The classically trained art school graduate, who used to hand-draw each stencil with a scalpel, has embraced AI to work “smarter not harder”.

“I don’t do too much hand cutting anymore,” she says. “I bought an iPad Pro at the beginning of COVID and I taught myself how to use Adobe Fresco to create my stencils — because after so many years hand-cutting, it’s pretty hard on the body.”

This year, Hayley replaced Midjourney with ChatGPT to speed up her creative concept phase. 

“AI’s been a really useful tool for reference imagery; I can create my stencils from those”

“Creatively I know what I want, so I can give ChatGPT really direct briefs. I’ll say, ‘Give me a flying Kea from New Zealand, with its wings up’, which is unnatural for a Kea to be flying like that, and I give it the aspect ratio I want and it’s done. It saves me so much time. 

“That kea became the Ahi keychain.”

Hayley’s also taken on the commercial arm of FLOX, owning the end-to-end product process. She’s had to build seamless systems: from artwork and product design, to production, and delivery out to retailers and customers. 
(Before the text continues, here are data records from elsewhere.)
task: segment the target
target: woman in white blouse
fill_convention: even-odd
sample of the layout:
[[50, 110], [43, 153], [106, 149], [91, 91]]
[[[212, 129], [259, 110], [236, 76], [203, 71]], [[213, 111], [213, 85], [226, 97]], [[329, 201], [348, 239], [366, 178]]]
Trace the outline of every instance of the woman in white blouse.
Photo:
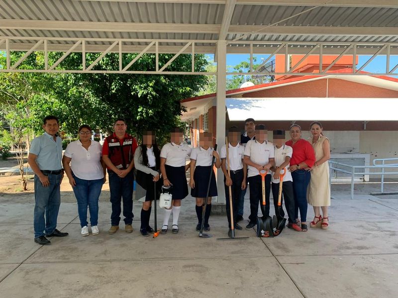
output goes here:
[[77, 200], [82, 236], [89, 235], [88, 207], [90, 212], [92, 233], [97, 235], [100, 232], [98, 199], [106, 179], [106, 168], [102, 161], [101, 145], [92, 141], [91, 135], [90, 126], [84, 125], [79, 127], [78, 140], [68, 145], [62, 158], [65, 173]]

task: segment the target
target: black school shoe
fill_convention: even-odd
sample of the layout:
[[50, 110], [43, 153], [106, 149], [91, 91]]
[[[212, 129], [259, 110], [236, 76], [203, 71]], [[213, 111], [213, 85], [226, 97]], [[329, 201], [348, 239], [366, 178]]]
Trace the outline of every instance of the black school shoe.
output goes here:
[[252, 229], [253, 227], [256, 226], [257, 224], [255, 223], [249, 223], [249, 224], [246, 226], [246, 229]]
[[[175, 226], [177, 227], [174, 227]], [[173, 227], [173, 229], [172, 230], [172, 231], [173, 232], [173, 233], [174, 234], [178, 234], [178, 225], [177, 225], [177, 224], [173, 224], [172, 227]]]
[[145, 237], [148, 237], [149, 236], [149, 234], [148, 233], [146, 229], [145, 228], [143, 227], [140, 228], [140, 232], [141, 232], [141, 234], [143, 236], [145, 236]]
[[65, 236], [68, 236], [69, 234], [69, 233], [60, 232], [56, 228], [54, 231], [49, 235], [46, 235], [46, 237], [65, 237]]
[[39, 244], [40, 245], [48, 245], [51, 244], [50, 240], [44, 236], [40, 236], [37, 238], [35, 238], [34, 242]]

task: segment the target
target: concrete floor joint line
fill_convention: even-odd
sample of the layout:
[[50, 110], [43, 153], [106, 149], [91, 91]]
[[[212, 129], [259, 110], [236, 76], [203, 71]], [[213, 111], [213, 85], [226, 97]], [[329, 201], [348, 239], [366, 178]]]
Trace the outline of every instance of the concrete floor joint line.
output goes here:
[[285, 267], [283, 266], [283, 265], [282, 264], [282, 263], [279, 261], [279, 260], [278, 259], [278, 258], [276, 257], [275, 255], [274, 254], [274, 253], [272, 252], [272, 251], [271, 250], [271, 249], [269, 247], [268, 247], [268, 246], [267, 245], [267, 243], [266, 243], [265, 242], [264, 242], [263, 240], [263, 238], [260, 238], [260, 240], [261, 240], [261, 242], [262, 242], [263, 243], [264, 243], [264, 245], [267, 248], [267, 249], [268, 250], [270, 251], [270, 252], [271, 253], [271, 254], [272, 254], [272, 256], [274, 257], [274, 258], [275, 259], [276, 261], [278, 262], [278, 263], [279, 264], [279, 266], [280, 266], [281, 268], [282, 268], [283, 269], [283, 271], [285, 271], [285, 273], [286, 273], [286, 275], [289, 277], [289, 279], [290, 279], [290, 280], [292, 281], [292, 282], [293, 283], [293, 284], [295, 285], [295, 287], [296, 287], [296, 289], [297, 289], [297, 290], [299, 292], [300, 292], [300, 294], [301, 295], [301, 296], [303, 297], [304, 297], [304, 298], [306, 298], [305, 296], [304, 295], [304, 293], [302, 293], [301, 290], [300, 290], [300, 288], [298, 288], [298, 286], [297, 285], [297, 284], [295, 282], [295, 281], [293, 280], [293, 279], [292, 278], [292, 277], [290, 276], [290, 274], [289, 274], [289, 273], [288, 272], [287, 270], [286, 270], [286, 269], [285, 268]]

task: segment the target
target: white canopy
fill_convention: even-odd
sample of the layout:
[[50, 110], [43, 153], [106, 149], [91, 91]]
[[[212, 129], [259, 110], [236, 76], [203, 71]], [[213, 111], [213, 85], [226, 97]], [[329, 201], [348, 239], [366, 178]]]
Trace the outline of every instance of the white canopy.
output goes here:
[[377, 121], [398, 120], [398, 98], [226, 98], [230, 121]]

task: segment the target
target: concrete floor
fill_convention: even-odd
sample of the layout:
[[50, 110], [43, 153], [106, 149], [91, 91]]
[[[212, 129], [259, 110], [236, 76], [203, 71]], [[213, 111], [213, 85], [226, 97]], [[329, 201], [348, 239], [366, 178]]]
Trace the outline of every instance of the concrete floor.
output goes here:
[[249, 238], [234, 240], [217, 239], [227, 236], [221, 216], [210, 218], [212, 238], [198, 236], [192, 198], [183, 202], [178, 234], [142, 236], [135, 202], [134, 231], [126, 234], [121, 224], [108, 235], [107, 191], [100, 200], [100, 233], [83, 237], [72, 194], [63, 193], [58, 227], [70, 235], [47, 246], [33, 242], [32, 195], [1, 195], [0, 297], [395, 298], [398, 196], [368, 194], [378, 187], [356, 185], [349, 200], [349, 185], [333, 185], [328, 230], [287, 228], [261, 239], [244, 230], [236, 236]]

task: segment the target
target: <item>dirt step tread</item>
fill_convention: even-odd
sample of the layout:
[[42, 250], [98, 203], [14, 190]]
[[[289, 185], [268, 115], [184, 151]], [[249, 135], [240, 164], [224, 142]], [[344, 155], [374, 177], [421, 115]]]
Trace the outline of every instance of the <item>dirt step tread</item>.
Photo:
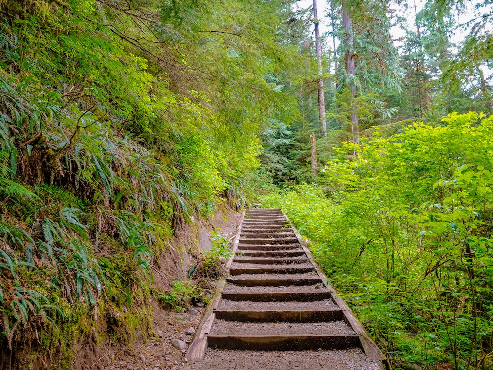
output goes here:
[[344, 321], [318, 323], [248, 323], [214, 321], [210, 335], [230, 335], [241, 333], [242, 335], [352, 335], [355, 334]]
[[230, 300], [223, 298], [218, 310], [338, 310], [339, 306], [331, 299], [312, 302], [252, 302], [249, 300]]
[[312, 285], [287, 285], [281, 286], [279, 287], [263, 287], [263, 286], [253, 286], [246, 287], [245, 286], [236, 285], [235, 284], [228, 283], [222, 290], [224, 293], [276, 293], [278, 292], [288, 292], [290, 293], [295, 293], [300, 292], [318, 292], [321, 289], [324, 289], [325, 287], [323, 284], [319, 283]]
[[242, 351], [208, 349], [203, 361], [186, 370], [376, 370], [360, 348], [324, 351]]
[[344, 310], [217, 310], [215, 318], [248, 322], [318, 323], [344, 320]]
[[299, 350], [343, 349], [360, 347], [361, 341], [357, 334], [333, 335], [209, 335], [209, 348], [228, 349]]

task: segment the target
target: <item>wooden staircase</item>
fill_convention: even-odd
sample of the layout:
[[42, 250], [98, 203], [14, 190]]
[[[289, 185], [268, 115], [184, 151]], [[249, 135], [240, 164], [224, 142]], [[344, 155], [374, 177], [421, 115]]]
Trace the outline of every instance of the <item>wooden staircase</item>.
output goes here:
[[203, 361], [197, 369], [208, 368], [208, 356], [221, 350], [244, 351], [232, 354], [241, 357], [248, 351], [288, 356], [349, 349], [361, 351], [365, 363], [337, 368], [384, 369], [381, 352], [280, 210], [247, 210], [233, 250], [229, 276], [186, 354], [189, 361]]

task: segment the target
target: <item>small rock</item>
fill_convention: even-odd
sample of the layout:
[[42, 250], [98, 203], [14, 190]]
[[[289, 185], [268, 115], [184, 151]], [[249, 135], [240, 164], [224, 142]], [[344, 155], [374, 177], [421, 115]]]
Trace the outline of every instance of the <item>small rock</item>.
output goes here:
[[172, 339], [170, 341], [170, 344], [175, 348], [183, 350], [186, 348], [186, 343], [183, 340], [177, 339]]

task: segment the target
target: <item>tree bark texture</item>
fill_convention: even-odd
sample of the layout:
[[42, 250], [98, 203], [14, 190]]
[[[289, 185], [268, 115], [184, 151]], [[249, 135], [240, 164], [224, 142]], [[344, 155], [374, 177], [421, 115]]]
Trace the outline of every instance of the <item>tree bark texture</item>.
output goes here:
[[[346, 73], [351, 77], [348, 83], [348, 88], [351, 92], [352, 99], [356, 98], [356, 83], [354, 77], [356, 75], [356, 63], [354, 62], [354, 46], [353, 43], [354, 39], [352, 37], [352, 20], [351, 19], [351, 9], [344, 2], [342, 4], [342, 27], [344, 32], [344, 39], [343, 42], [346, 49], [346, 54], [344, 56], [344, 66], [346, 68]], [[358, 124], [357, 108], [355, 104], [353, 104], [351, 109], [351, 131], [352, 132], [353, 141], [359, 144], [359, 126]]]
[[315, 25], [315, 50], [317, 51], [317, 62], [318, 65], [318, 119], [322, 124], [322, 132], [327, 135], [327, 121], [325, 120], [325, 96], [323, 92], [323, 68], [322, 67], [322, 40], [320, 38], [318, 24], [318, 14], [317, 7], [317, 0], [313, 0], [313, 23]]
[[317, 147], [315, 145], [315, 134], [312, 133], [310, 136], [310, 146], [312, 149], [312, 173], [317, 178]]

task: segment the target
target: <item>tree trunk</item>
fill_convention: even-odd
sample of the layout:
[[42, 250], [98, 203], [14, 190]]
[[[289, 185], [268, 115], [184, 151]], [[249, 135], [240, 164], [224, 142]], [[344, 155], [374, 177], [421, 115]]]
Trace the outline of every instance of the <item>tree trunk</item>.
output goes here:
[[318, 29], [318, 14], [317, 8], [317, 0], [313, 0], [313, 23], [315, 25], [315, 49], [317, 51], [317, 62], [318, 64], [318, 119], [322, 124], [322, 132], [327, 135], [327, 122], [325, 120], [325, 97], [323, 92], [323, 69], [322, 67], [322, 40], [320, 38]]
[[310, 136], [310, 146], [312, 149], [312, 173], [317, 179], [317, 147], [315, 146], [315, 134], [312, 132]]
[[[344, 65], [346, 73], [351, 76], [348, 82], [348, 88], [351, 91], [353, 100], [356, 98], [356, 84], [354, 77], [356, 75], [356, 64], [354, 62], [354, 48], [352, 37], [352, 20], [350, 15], [351, 9], [344, 2], [342, 4], [342, 27], [344, 32], [343, 42], [346, 49], [344, 56]], [[353, 103], [351, 109], [351, 131], [352, 132], [353, 141], [359, 144], [359, 126], [358, 122], [357, 108]]]

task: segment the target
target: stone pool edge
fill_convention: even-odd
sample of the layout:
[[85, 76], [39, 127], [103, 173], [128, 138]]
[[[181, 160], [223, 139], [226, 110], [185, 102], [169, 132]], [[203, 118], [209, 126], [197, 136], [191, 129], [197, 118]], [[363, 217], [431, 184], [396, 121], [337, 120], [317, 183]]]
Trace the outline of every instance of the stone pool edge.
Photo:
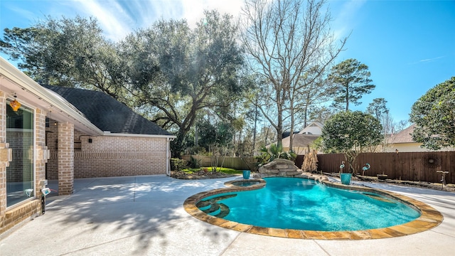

It meant engaging a business mentor, talking to a consultant, tapping into her former business studies, and growing her business networks by visiting suppliers in China, Hong Kong, and India — where building trust on both sides is crucial — as well as attending nationwide tradeshows to meet Kiwi retailers. 

Hayley’s vision to become a wholesale distributor with several employees has paid off, she says, adding, “Things are running smoothly and creatively, but also logistically. We’ve got more than 120 stores in New Zealand now.” 

“My art is very much the heart and where my passion stems from, but I’m loving doing the products — It’s just so much fun!”

With a fresh colour palette, the arrival of Ahi, and being one of Aotearoa’s most sought after artists, after 20 years, the FLOX fire may be just getting started.